For those reading who have suggestions and favorites to the list, please email me at email@example.com or tell me on my Facebook Page, Pasta’s Kitchen. Stay tuned for tomorrow for holiday cocktails and much more!
Gluten-free side dishes: recipes & suggestions:
Wild rice stuffing: For a traditional stuffing alternative, try this wild rice stuffing. You can also substitute the rice for quinoa, if so desired.
Traditional stuffing: If you’re looking for something more like the real thing, check out these two recipes
String beans with pancetta: Here are two options for this side dish. Tyler Florence’s recipe includes sour cream and mushrooms for a heartier take and the Bon Appetit article is lighter and sticks to the main ingredients.

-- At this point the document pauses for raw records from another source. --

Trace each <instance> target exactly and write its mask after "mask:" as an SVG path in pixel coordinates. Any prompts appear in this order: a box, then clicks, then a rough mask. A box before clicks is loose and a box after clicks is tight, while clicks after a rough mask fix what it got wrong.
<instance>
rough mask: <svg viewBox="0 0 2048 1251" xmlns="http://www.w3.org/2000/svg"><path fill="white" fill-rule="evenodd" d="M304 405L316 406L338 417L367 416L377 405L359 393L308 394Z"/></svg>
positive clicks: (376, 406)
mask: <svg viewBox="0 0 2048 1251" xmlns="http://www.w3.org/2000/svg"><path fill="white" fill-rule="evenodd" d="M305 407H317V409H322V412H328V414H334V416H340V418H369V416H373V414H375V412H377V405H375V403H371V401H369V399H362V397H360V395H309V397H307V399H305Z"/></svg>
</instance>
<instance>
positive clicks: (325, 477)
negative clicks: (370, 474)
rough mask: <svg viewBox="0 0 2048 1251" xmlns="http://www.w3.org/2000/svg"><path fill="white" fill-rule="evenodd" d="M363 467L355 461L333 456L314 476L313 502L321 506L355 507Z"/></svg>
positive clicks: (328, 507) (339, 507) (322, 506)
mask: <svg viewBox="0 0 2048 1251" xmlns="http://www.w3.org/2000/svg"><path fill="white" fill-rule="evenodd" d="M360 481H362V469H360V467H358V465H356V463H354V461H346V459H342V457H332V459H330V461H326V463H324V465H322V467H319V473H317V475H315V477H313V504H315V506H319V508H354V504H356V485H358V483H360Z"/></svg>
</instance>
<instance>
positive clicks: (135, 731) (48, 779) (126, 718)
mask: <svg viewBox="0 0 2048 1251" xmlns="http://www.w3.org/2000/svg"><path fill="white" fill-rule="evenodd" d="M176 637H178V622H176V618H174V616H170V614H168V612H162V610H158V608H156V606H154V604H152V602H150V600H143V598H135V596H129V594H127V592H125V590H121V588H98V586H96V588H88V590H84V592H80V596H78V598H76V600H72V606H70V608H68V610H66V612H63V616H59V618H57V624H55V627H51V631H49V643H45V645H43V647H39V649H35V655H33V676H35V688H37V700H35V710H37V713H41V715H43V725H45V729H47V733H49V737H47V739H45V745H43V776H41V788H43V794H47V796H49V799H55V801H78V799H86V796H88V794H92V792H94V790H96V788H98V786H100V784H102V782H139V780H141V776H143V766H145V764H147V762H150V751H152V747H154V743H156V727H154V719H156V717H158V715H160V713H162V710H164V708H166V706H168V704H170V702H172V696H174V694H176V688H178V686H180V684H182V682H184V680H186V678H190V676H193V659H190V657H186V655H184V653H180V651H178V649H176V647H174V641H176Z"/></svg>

Butternut Squash risotto: I love using seasonal ingredients in my various risotto endeavors and butternut squash is perfect for a Thanksgiving side dish. Here is a great recipe from the Pioneer Woman and a more Italian-leaning one, just for good measure.
The Pioneer Woman
Roasted Beet Salad with Garlic Butter Croutons: Here’s a great new side dish crafted by Udi’s, that calls for Udi’s White Sandwich Bread
Roasted Beet Salad with Garlic Butter Croutons *recipe courtesy of Udi’s
6 medium beets with greens attached
¼ cup extra virgin olive oil plus 1 tablespoon
4 tablespoons butter
6 slices Udi’s White Sandwich bread, cut into 1-inch cubes
4 cloves garlic, minced
2.5 ounces baby kale
2 tablespoons pomegranate balsamic vinegar
Salt and pepper
Heat oven to 400 degrees. Trim beets and wash well, remove stems and roots, setting beet leaves aside. Wrap each beet in foil and place on baking sheet. Roast beets until tender, about 50 minutes. Remove from foil and allow to cool. Gently rub off skin. Cut beets into wedges, set aside.
Heat 1 tablespoon olive oil and butter in large nonstick skillet, until butter begins to foam. Add Udi’s White Sandwich bread and cook until golden brown and crisp, adding chopped garlic halfway through cooking, about 5 minutes. Transfer breadcrumbs to baking sheet to cool.
Wash beet greens, remove thick, red stems, and tear into large pieces. In a large skillet heat 1 tablespoon olive oil until shimmering. Add beet greens and baby kale, cook, turning frequently until just beginning to wilt, about 1 minute.
Whisk 2 tablespoons vinegar, remaining 3 tablespoons olive oil, salt and pepper in small bowl. In a large bowl, toss wilted greens and beets with vinaigrette. Transfer to large serving platter and top with breadcrumbs. Serve.